Lei aveva auspicato che il decreto passasse alla Camera per la conversione. Deluso dalla scelta di sottoporlo al Senato?
Più che deluso, dispiaciuto. In commissione Trasporti e Tlc i gruppi parlamentari avevano fatto un ottimo lavoro di collaborazione che poteva fare da base alle proposte emendative. Ma non ci scoraggiamo, siamo pronti a collaborare con i colleghi senatori.
Si è fatto un'idea sul perché il decreto sia stato inviato al Senato?
Credo che sia collegato al fatto che il provvedimento non riguardasse solo l'Agenda digitale ma "ulteriori provvedimenti" per la crescita del Paese, praticamente la parte seconda del decreto Sviluppo varato a giugno. In quel caso la procedura di conversione avvenne alla Camera, immagino che stavolta si sia scelto il Senato per motivi di fair play istituzionale.
Qualcuno dice che questa scelta nasconda la volontà politica di affossare l'Agenda.
Non lo credo. C'è unità di intenti tra governo e parlamento sul tema dell'innovazione digitale. Ora si tratta di capire come muoversi per trasferire il risultato del lavoro fatto a Montecitorio a Palazzo Madama. Il Pdl ha giù avviato proficui contatti con la relatrice del provvedimento, la senatrice Simona Vicari.
Pdl, Pd, eUdc presenteranno emendamenti condivisi?
Diciamo che la tendenza è quella di collaborare su un tema di levatura nazionale come quello dell'Agenda digitale. Con Paolo Gentiloni e Roberto Rao stiamo continuando a lavorare insieme. Ovviamente nulla vieta ai singoli gruppi di presentare emendamenti in maniera autonoma.
Entrando nel dettaglio del decreto, quali aspetti reputa si possano migliorare?

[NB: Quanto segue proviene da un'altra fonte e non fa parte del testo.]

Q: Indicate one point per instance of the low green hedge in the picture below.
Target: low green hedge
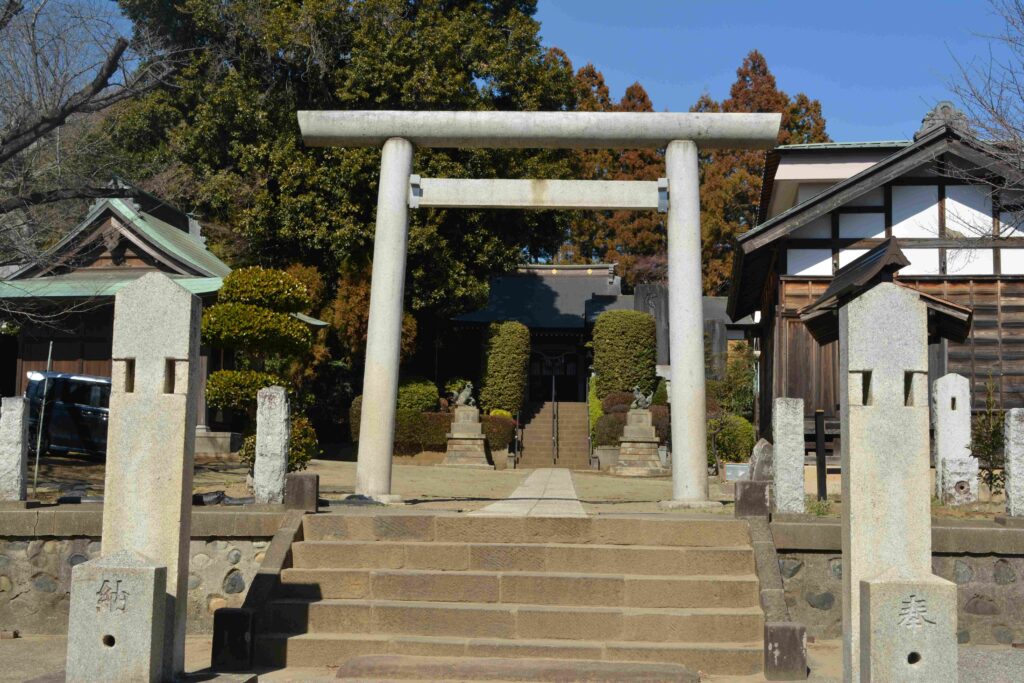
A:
(733, 437)
(237, 389)
(302, 447)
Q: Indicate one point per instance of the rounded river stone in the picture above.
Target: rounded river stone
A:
(790, 566)
(235, 582)
(820, 600)
(1004, 572)
(963, 573)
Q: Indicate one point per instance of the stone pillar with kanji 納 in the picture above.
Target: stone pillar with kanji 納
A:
(899, 620)
(151, 440)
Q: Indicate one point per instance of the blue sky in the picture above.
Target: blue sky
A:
(877, 67)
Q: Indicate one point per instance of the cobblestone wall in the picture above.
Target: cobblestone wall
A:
(990, 594)
(35, 580)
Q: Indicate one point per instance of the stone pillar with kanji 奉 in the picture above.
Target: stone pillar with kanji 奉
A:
(899, 620)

Rilevo delle mancanze nel capitolo start up. Credo che la definizione sia troppo rigida e che questo tagli fuori buona parte delle imprese innovative. Bisogna fare in modo di allargare la platea delle start up per fare massa critica e mettere a sistema un comparto che molto ha da offrire all'economia del Paese. C'è poi il nodo e-commerce...

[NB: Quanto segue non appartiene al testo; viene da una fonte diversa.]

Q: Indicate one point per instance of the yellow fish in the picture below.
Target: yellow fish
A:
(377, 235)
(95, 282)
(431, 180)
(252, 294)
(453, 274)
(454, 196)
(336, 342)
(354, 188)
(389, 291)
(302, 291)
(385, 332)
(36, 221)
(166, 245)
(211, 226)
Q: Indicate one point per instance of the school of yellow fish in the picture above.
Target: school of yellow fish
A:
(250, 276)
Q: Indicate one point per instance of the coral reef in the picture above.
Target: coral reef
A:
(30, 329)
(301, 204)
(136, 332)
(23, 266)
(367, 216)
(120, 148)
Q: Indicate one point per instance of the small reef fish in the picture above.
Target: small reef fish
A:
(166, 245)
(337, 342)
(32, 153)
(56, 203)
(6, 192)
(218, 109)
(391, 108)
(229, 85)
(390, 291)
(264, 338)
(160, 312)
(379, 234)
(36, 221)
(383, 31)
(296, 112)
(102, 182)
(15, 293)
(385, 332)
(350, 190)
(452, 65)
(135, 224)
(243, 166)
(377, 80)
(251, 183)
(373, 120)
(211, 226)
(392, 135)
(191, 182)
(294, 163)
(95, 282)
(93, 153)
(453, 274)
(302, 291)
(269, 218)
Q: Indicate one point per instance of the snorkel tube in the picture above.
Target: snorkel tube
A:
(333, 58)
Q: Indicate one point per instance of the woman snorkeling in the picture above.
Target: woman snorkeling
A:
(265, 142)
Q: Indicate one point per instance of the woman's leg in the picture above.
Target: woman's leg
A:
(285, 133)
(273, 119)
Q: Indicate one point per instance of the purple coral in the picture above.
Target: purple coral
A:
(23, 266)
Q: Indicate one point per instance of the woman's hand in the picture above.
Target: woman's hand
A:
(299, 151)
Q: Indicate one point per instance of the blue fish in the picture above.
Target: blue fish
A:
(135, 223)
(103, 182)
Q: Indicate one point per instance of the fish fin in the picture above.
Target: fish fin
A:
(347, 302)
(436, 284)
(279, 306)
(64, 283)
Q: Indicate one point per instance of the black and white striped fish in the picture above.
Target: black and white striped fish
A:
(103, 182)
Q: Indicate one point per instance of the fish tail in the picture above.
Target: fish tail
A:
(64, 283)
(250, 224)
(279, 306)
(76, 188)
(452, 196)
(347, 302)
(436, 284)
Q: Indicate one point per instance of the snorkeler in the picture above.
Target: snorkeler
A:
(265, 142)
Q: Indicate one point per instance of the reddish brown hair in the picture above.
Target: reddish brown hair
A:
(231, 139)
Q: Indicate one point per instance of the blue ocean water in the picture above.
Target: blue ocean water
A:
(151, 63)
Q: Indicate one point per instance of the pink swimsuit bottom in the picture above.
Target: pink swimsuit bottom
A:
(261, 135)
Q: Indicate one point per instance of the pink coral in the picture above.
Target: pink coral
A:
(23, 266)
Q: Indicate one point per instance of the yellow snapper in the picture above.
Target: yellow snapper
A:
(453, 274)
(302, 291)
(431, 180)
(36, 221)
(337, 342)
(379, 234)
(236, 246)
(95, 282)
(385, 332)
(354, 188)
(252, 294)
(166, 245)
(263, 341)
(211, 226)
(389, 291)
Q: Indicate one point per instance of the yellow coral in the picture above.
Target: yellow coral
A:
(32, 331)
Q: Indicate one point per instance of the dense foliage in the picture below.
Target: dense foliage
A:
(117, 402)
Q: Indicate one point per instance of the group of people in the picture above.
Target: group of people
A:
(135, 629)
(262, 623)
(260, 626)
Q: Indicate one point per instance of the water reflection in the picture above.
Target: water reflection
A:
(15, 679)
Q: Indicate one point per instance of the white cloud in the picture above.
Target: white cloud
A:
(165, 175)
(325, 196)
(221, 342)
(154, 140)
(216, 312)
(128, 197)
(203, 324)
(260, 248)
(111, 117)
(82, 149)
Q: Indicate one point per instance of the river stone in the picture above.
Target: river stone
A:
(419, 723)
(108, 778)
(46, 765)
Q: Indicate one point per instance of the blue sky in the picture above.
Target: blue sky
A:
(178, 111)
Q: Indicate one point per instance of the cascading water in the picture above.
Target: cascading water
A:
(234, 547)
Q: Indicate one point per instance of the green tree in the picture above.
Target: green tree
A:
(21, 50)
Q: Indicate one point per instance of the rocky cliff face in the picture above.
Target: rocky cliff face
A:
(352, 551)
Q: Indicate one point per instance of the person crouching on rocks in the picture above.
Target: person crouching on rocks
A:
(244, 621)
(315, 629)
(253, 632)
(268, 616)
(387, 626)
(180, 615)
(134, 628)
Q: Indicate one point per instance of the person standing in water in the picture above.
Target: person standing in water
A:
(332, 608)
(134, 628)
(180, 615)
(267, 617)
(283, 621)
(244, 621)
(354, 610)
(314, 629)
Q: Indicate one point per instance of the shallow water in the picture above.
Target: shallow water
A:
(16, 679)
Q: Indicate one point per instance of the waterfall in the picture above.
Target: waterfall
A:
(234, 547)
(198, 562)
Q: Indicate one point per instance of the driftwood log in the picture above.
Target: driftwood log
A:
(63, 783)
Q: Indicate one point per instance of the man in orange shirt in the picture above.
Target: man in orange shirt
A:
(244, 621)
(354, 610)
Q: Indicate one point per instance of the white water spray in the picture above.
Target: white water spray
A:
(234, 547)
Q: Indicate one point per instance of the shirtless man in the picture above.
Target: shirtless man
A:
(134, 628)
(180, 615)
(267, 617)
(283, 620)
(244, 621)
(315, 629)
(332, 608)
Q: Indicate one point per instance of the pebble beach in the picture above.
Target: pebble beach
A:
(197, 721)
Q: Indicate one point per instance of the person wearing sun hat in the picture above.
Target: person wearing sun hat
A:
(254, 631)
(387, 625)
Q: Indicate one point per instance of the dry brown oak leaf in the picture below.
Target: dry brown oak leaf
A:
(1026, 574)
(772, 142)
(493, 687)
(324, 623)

Il grande assente del decreto.
È stato un errore eliminare l'e-commerce. Si tratta di un settore ad alta valenza anti-ciclica in grado di aumentare la competitività delle piccole e medie imprese italiane, architrave dell'impalcatura produttiva italiana. Puntiamo ad elaborare proposte di reintegro del commercio elettronico.
Un capitolo del decreto è dedicato all'alfabetizzazione digitale, un tema a lei particolarmente caro. È soddisfatto delle norme?
È stato importante fare dell'alfabetizzazione digitale una leva dell'Agenda, ma si può e si deve fare di più. Mi riferisco, in particolar modo, al ruolo che la Rai può svolgere. L'articolo 30 del testo bipartisan approvato alla Camera stabiliva che in ogni nuovo contratto di servizio con la Rai, il Ministero dello sviluppo economico prevedesse anche un piano di alfabetizzazione informatica, utilizzando la televisione generalista, un canale digitale tematico in chiaro e un portale internet dedicato. Lavoreremo affinché questo vincolo sia inserito nelle legge.
Lei ha spinto molto per il tax credit nel settore dei videogiochi. Come si muoverà?
Il mio obiettivo è quello di reintrodurre il credito di imposta in un settore in grande espansione che non può essere tagliato fuori dall'Agenda digitale.